Earlier this month, a U.S. district judge ruled on the first part of the tribe’s lawsuit, declaring that it has reserved rights to the groundwater. In coming months, the court will also decide whether to stop the local water agencies from taking more water from the aquifer than they put back in and whether to prevent them from recharging it with Colorado River water, as the tribe demands.
The U.S. Department of Justice had filed a complaint supporting the tribe, requesting that the court acknowledge its water rights and prevent the water agencies from overdrafting.
The water agencies Monday filed a petition for permission to appeal the court’s initial ruling. They say that Colorado River water meets drinking standards and that treating it would drive up customers’ bills by as much as $450 annually.
There is much dispute about whether the districts are pumping out too much water, which supplies Coachella Valley. The water goes to 120 golf courses that suck up 37 billion gallons annually.
The Coachella Valley Water District has taken out more water than it has put back in from the Colorado River all but five years since 1990, according to district data.
But officials say that’s not a major problem because the water supply is so vast.
“We’re not in a situation where the groundwater supply is in any immediate jeopardy,” said district spokesman Jack Porrelli. “But that doesn’t mean we don’t take it seriously.”
Officials also note that the rate of annual overdraft is slowing, in part, because water use is decreasing. In a 2014 report, Coachella Valley Water District officials predicted that overdrafting could be eliminated by 2021 if reductions continue.
The tribe, citing Coachella Valley Water District statistics, says the aquifer lost about 35 billion gallons of water each year between 2000 and 2009.
The tribe is among the water districts’ customers. About 70% of its more than 450 members still live on the reservation. The tribe also employs about 2,500 people who help run casinos, golf courses and other businesses.
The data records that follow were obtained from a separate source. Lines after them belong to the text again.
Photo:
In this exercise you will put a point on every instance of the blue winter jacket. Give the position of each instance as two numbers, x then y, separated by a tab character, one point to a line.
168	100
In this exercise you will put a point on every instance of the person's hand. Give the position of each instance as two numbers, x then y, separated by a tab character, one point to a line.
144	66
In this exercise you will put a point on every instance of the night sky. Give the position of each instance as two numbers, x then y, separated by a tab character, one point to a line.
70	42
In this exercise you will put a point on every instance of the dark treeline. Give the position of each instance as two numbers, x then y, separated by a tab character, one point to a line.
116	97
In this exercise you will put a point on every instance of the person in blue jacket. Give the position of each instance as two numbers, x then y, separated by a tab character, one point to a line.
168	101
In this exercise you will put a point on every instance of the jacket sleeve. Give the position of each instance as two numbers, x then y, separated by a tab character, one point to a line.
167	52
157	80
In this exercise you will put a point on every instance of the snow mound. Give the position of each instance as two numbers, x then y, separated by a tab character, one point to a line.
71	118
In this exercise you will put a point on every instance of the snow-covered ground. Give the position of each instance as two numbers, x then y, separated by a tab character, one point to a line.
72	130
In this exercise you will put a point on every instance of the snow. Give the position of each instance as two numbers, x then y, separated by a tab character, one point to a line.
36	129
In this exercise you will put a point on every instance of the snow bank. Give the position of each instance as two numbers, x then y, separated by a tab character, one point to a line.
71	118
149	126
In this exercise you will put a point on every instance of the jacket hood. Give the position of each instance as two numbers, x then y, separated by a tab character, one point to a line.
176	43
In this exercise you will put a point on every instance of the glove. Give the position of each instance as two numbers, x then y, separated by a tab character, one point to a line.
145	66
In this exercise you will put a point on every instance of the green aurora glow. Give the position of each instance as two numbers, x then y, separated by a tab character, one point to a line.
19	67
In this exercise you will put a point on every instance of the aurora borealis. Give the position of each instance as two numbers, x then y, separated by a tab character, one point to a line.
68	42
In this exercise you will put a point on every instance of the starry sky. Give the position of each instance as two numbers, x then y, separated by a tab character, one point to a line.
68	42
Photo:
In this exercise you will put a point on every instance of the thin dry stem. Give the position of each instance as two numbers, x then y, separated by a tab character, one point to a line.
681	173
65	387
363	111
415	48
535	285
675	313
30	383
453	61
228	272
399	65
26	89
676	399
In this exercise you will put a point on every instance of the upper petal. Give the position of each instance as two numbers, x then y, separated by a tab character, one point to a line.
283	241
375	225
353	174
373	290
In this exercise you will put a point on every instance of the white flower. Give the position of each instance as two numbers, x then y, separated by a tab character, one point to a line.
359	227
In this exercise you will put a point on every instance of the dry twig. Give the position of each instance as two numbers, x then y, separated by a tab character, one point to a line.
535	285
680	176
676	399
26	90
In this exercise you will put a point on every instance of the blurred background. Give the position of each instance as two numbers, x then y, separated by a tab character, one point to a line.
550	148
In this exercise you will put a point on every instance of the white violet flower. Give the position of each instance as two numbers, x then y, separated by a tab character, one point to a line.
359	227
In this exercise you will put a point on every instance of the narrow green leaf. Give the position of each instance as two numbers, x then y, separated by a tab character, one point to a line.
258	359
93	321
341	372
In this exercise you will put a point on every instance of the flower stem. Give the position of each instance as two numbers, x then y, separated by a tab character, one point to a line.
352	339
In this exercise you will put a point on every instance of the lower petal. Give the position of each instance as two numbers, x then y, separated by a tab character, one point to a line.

A breakdown in communication and concern about water scarcity prompted the tribe to file suit, Grubbe said.
“The water agencies didn’t respect the tribe’s claims to water rights at all,” he said. “We wanted to have a voice.”
At times, the dispute has become testy.
In one Coachella Valley Water District news release, an official said the tribe used “scare tactics and makes false accusations in an attempt to take away the public’s water rights.” In a tribe statement, Grubbe called the agency arrogant and said its statements were “rife with fabrications, lies and misstatements.”
Legal water warfare is being waged in courtrooms elsewhere in Southern California too.
A battle over an unregulated Antelope Valley basin wound through the courts for 15 years until water providers announced a settlement this month outlining how the aquifer will be managed.
In San Bernardino, water agencies have been fighting over the Rialto-Colton groundwater basin since 2013. A decades-old court decree limits pumping from the basin during times of drought, and a group of local agencies sued Fontana Water Co., alleging it has been pumping more water than the decree allowed.
New groundwater laws passed last year could bring yet another wave of water litigation.
The laws, which require local agencies to create groundwater management plans, apply to hundreds of groundwater basins that are not already subject to court orders, experts said. And in Central and Northern California, where far fewer aquifers have been divvied up, the new rules are likely to ignite additional fights.
It will take years for new plans to develop, but when they do, some parties are likely to feel slighted. There will be arguments over pumping limits, over which local agencies will make decisions, and over who can impose fees and how much, said Henry S. Weinstock, an attorney representing the Fontana Water Co. in its case.
“Things are heating up,” Weinstock said. “Water lawyers are already more busy than they were a few years ago.”